Le Jardin Botanique des Cayes, unique conservatoire de la flore haïtienne, est livré aux flammes et aux spéculateurs fonciers, tandis que l’État regarde ailleurs. Il existe, aux Cayes, dans le sud d’Haïti, un espace que l’on pourrait croire sorti d’un autre temps : une parcelle de vie résistante, un fragment de forêt tropicale qui a survécu aux ouragans, aux tremblements de terre, à la déforestation et à la misère institutionnelle. C’est le Jardin Botanique des Cayes. Aujourd’hui, cet espace unique brûle au sens propre comme au figuré. Et personne, du côté de l’État haïtien, ne semble s’en émouvoir.

Le Jardin Botanique des Cayes n’est pas un simple parc d’agrément.
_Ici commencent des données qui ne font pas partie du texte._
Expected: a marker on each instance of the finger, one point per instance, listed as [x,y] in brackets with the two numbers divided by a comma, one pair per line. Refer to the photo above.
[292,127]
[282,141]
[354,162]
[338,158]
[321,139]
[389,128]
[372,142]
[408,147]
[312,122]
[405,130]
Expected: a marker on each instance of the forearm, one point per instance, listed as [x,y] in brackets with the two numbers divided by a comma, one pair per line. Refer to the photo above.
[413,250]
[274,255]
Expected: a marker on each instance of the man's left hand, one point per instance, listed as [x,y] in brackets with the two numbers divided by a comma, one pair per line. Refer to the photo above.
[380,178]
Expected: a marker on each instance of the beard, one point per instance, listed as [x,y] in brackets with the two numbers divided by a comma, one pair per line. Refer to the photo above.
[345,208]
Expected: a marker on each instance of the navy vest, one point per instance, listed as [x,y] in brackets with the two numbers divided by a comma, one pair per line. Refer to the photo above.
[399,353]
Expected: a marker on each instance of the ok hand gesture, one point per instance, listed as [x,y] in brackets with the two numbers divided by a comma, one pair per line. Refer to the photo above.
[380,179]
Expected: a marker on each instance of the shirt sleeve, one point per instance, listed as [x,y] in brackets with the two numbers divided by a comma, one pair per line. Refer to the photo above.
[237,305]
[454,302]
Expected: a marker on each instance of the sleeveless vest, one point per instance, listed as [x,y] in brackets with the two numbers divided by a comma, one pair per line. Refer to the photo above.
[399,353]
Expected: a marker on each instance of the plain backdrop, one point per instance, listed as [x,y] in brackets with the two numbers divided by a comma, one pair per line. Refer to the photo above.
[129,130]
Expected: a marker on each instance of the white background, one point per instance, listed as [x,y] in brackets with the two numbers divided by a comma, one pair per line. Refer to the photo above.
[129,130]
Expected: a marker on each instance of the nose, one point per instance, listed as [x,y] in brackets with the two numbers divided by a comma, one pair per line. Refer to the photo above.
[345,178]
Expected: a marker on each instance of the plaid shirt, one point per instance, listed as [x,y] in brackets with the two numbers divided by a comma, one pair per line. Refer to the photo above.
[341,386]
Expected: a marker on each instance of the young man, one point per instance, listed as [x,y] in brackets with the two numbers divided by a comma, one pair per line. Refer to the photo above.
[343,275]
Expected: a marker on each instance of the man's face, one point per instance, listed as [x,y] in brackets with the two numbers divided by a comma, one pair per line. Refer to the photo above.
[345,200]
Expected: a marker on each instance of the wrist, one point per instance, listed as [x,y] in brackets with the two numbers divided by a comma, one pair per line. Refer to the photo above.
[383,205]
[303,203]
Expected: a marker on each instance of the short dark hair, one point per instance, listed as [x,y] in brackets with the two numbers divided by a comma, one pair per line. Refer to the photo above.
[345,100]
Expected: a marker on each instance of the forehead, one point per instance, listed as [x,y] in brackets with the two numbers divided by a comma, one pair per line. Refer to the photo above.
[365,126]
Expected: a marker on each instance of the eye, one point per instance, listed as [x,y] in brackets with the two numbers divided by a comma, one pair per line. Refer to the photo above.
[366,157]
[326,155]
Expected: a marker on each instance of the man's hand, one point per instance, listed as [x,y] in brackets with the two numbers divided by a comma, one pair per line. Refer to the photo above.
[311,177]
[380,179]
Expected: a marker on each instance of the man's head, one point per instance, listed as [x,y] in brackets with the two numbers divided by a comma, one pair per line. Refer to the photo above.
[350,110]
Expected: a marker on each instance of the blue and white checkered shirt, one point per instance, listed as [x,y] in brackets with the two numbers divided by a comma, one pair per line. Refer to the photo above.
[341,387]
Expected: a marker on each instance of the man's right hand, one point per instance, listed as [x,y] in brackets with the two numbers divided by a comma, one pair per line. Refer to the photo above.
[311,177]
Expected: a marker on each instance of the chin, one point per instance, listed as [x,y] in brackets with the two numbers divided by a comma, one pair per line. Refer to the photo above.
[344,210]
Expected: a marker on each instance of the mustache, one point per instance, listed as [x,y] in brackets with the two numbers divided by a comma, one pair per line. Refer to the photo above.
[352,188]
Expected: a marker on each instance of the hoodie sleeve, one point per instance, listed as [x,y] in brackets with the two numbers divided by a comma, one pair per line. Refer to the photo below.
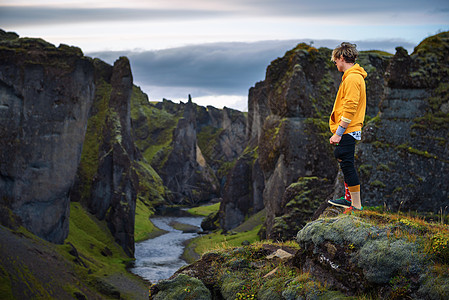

C’est l’unique institution botanique formelle d’Haïti, un pays qui, malgré une déforestation historiquement catastrophique, abrite encore l’une des flores les plus riches et les plus singulières de la Caraïbe. Selon les données disponibles, Haïti et la République Dominicaine partagent une île dont le taux d’endémisme végétal dépasse 36 % : plus d’un tiers des plantes qui y poussent ne se trouvent nulle part ailleurs sur la planète.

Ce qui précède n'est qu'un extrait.